I nodded, but his words still didn’t banish my guilt.

If Michael hadn’t stopped me, I would have killed him. If he hadn’t found me in time—

How had he found me?

“It was the bond,” Michael told me quietly. “Your walls have been slipping since you left the mines. I’ve been getting glimpses of what you had planned. Evil-you isn’t as slick as he thinks he is.”

“The connection between us is whatever we need it to be, when we need it to be that thing,” I replied, remembering what Thierry had told us. Tears sprang to my eyes. But how had Michael believed that so strongly? What if he hadn’t found me?

And, yet again, how was he controlling himself now? We were in downtown Boise and there were people everywhere. Then again, even though Michael was a vampire now and there was little chance of me hurting him, I still found that his nearness had soothed away my hungers, just as it had all along. Maybe part of what our connection needed to be was us not noticing the hungers and encouraging each other to not become crazed monsters?

Or maybe he was just stronger than I was?

Michael snorted at that, having clearly read my thoughts. “Your friends didn’t leave you either, Danny,” he said. “They believed in you too.

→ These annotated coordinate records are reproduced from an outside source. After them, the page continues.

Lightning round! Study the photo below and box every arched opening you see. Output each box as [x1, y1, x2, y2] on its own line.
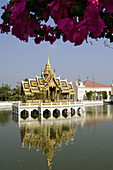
[62, 109, 68, 118]
[21, 109, 29, 120]
[77, 107, 83, 116]
[31, 109, 39, 119]
[53, 109, 60, 119]
[71, 108, 75, 116]
[43, 109, 51, 119]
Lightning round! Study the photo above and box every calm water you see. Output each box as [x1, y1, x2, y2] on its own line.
[0, 105, 113, 170]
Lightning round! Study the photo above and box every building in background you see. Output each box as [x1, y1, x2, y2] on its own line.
[75, 80, 112, 100]
[21, 57, 75, 102]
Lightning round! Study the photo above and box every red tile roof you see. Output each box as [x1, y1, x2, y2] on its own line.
[83, 80, 111, 87]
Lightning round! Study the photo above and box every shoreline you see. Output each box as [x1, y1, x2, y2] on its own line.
[0, 101, 104, 109]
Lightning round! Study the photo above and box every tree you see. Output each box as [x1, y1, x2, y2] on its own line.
[0, 0, 113, 46]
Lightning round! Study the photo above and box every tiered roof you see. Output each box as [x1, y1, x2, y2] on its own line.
[22, 57, 74, 95]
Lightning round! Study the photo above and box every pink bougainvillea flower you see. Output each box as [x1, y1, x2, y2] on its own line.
[58, 18, 74, 35]
[85, 5, 105, 38]
[48, 0, 68, 23]
[0, 23, 10, 34]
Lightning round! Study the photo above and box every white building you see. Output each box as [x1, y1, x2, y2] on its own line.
[75, 80, 112, 100]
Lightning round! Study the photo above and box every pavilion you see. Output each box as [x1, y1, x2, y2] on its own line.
[21, 56, 75, 102]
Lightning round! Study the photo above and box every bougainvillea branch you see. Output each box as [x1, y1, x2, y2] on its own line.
[0, 0, 113, 46]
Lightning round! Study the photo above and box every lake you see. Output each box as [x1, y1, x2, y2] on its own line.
[0, 105, 113, 170]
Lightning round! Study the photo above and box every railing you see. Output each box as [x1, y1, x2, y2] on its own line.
[13, 102, 84, 107]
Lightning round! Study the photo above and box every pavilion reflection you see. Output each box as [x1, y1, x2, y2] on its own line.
[20, 120, 84, 169]
[85, 105, 113, 126]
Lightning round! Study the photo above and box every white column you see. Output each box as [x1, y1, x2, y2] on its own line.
[50, 102, 53, 120]
[29, 102, 31, 120]
[18, 101, 21, 122]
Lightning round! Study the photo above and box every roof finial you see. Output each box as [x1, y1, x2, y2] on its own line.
[47, 46, 50, 64]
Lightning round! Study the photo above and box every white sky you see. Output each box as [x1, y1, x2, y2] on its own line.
[0, 0, 113, 87]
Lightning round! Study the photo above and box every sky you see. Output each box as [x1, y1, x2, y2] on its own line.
[0, 0, 113, 88]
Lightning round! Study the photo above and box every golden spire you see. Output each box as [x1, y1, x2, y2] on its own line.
[47, 47, 50, 65]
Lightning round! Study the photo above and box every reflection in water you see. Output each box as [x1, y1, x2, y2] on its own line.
[20, 121, 79, 169]
[86, 105, 113, 126]
[11, 105, 113, 169]
[0, 110, 11, 126]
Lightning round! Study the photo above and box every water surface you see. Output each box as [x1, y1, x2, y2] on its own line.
[0, 105, 113, 170]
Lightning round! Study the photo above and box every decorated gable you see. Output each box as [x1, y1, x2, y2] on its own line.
[61, 81, 68, 87]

Even Thierry.”

With that, he pointed up at the rooftop overhead. Thierry, Bryan, and Tobias were all up there. I could almost make out Tobias’s lips moving, like he was talking to someone. His eyes were locked on Michael. But Bryan gave us a small wave, beaming down at us. Thierry just looked pale, wide-eyed, and completely flabbergasted.

I shared his sentiment.

“Tobias’s lips are moving because he’s currently performing a spell to suppress my feeding instincts,” Michael added, his words becoming fierce. “It’s the only reason I didn’t try to hurt anyone. He has to maintain line of sight and the moment he stops chanting, I’ll be a handful, too.” He chuckled. Then he paused, frowning. He gave the mouth of the alley a dubious look. A gaggle of drunk, laughing women walked past, oblivious to the fact that they were in the presence of two newborn vampires. Michael considered them for a long moment and added, “You know, we probably ought to get out of the city, actually.”

I dragged my gaze back to him and the realization of what he had done swept through me, all over again. “Michael, I—”

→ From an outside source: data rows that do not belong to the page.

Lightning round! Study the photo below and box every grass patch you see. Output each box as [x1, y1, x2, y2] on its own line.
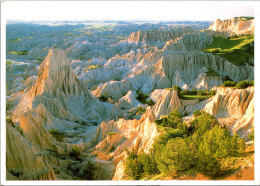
[203, 35, 254, 66]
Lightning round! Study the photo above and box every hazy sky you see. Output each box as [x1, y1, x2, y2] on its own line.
[2, 1, 254, 20]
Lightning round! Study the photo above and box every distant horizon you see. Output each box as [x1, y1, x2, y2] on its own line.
[6, 16, 254, 24]
[1, 1, 254, 22]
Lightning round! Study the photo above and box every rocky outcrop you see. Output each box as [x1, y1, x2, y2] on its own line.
[92, 108, 158, 180]
[14, 48, 122, 122]
[209, 17, 255, 35]
[203, 87, 254, 138]
[128, 28, 194, 48]
[6, 123, 56, 180]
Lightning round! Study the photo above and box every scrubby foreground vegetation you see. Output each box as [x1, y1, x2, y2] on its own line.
[125, 110, 253, 179]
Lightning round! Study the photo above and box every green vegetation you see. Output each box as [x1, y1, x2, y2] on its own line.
[147, 99, 155, 106]
[136, 91, 149, 104]
[222, 81, 236, 87]
[84, 65, 101, 72]
[80, 160, 97, 180]
[107, 132, 116, 136]
[222, 80, 254, 89]
[248, 126, 255, 141]
[36, 57, 45, 61]
[6, 61, 13, 65]
[168, 86, 216, 100]
[125, 110, 245, 179]
[69, 145, 81, 160]
[99, 95, 108, 102]
[136, 106, 145, 115]
[9, 50, 28, 55]
[203, 35, 254, 66]
[49, 128, 65, 141]
[6, 117, 15, 128]
[236, 81, 254, 89]
[136, 91, 155, 106]
[17, 128, 24, 137]
[206, 69, 219, 76]
[124, 149, 158, 180]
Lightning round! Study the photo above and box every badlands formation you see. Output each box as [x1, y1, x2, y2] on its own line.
[6, 18, 254, 180]
[209, 17, 255, 35]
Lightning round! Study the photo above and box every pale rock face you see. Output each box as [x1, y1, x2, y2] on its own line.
[6, 124, 56, 180]
[128, 28, 194, 48]
[196, 76, 223, 90]
[153, 89, 184, 118]
[118, 91, 141, 109]
[203, 87, 254, 137]
[92, 107, 158, 180]
[209, 17, 255, 35]
[14, 48, 121, 125]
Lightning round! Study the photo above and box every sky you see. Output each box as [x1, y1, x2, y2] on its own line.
[1, 1, 254, 21]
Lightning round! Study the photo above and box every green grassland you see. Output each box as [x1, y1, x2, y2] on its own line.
[203, 35, 254, 66]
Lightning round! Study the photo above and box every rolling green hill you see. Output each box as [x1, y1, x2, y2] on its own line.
[203, 35, 254, 66]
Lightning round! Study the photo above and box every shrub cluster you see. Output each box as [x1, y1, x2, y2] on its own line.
[173, 86, 217, 100]
[136, 91, 155, 106]
[69, 145, 81, 160]
[49, 128, 65, 141]
[125, 110, 245, 179]
[222, 80, 254, 89]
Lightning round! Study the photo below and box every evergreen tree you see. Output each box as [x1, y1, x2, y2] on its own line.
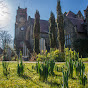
[34, 10, 40, 54]
[49, 12, 57, 48]
[57, 0, 65, 52]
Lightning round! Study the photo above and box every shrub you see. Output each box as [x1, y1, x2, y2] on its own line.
[37, 50, 65, 62]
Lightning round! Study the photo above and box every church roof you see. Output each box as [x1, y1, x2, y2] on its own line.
[31, 18, 49, 33]
[66, 11, 76, 17]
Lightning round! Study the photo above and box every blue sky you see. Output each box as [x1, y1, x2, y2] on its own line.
[0, 0, 88, 37]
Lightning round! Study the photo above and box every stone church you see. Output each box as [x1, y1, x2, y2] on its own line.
[14, 7, 49, 55]
[14, 7, 88, 55]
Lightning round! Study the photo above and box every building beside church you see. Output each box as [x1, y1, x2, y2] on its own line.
[64, 6, 88, 48]
[14, 7, 88, 55]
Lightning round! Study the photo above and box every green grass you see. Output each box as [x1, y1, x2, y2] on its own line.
[0, 62, 88, 88]
[79, 58, 88, 62]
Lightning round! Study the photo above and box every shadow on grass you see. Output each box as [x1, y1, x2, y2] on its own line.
[45, 81, 61, 87]
[54, 74, 62, 77]
[20, 75, 43, 87]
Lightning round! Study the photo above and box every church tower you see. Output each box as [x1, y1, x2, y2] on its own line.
[84, 6, 88, 35]
[14, 7, 27, 52]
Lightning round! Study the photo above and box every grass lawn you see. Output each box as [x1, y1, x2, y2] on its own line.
[0, 62, 88, 88]
[79, 58, 88, 62]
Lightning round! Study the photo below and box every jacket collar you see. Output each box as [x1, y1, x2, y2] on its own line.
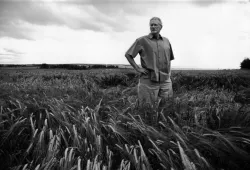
[148, 33, 162, 39]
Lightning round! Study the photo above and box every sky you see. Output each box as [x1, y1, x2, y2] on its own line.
[0, 0, 250, 69]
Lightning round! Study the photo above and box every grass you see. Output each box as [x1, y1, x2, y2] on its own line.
[0, 69, 250, 170]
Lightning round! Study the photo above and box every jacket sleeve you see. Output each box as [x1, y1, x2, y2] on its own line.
[125, 39, 142, 58]
[169, 43, 174, 60]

I broke off. What was I going to say, though? Was I going to ask him if he was sure? Because it was already far too late for that, wasn’t it?

“I’m sure that I’m never going to leave your side,” Michael promised me, leaning closer, his vivid silver eyes peering into mine with startling intensity, and I could feel through the bond, how serious he was. “I’m not your dad. I’m not your brother. And I’m never going anywhere unless you make me. I belong to you, body and soul.” Then he paused, a dangerous little smile settling into place on his lips. “And you’re mine , Danny.”

“You’re goddamn right I am,” I shot back, finding myself suddenly more than a little annoyed that he’d even needed to say it. It chased away the last of my doubts. Because of course I belonged to him, in body and soul, and I had for a long time. And yes, he was mine, too.

We belonged to each other.

And then, even though he was a fucking idiot, I still kissed him anyway.

Because he was my idiot. He always would be.

And I would have done anything for him, too.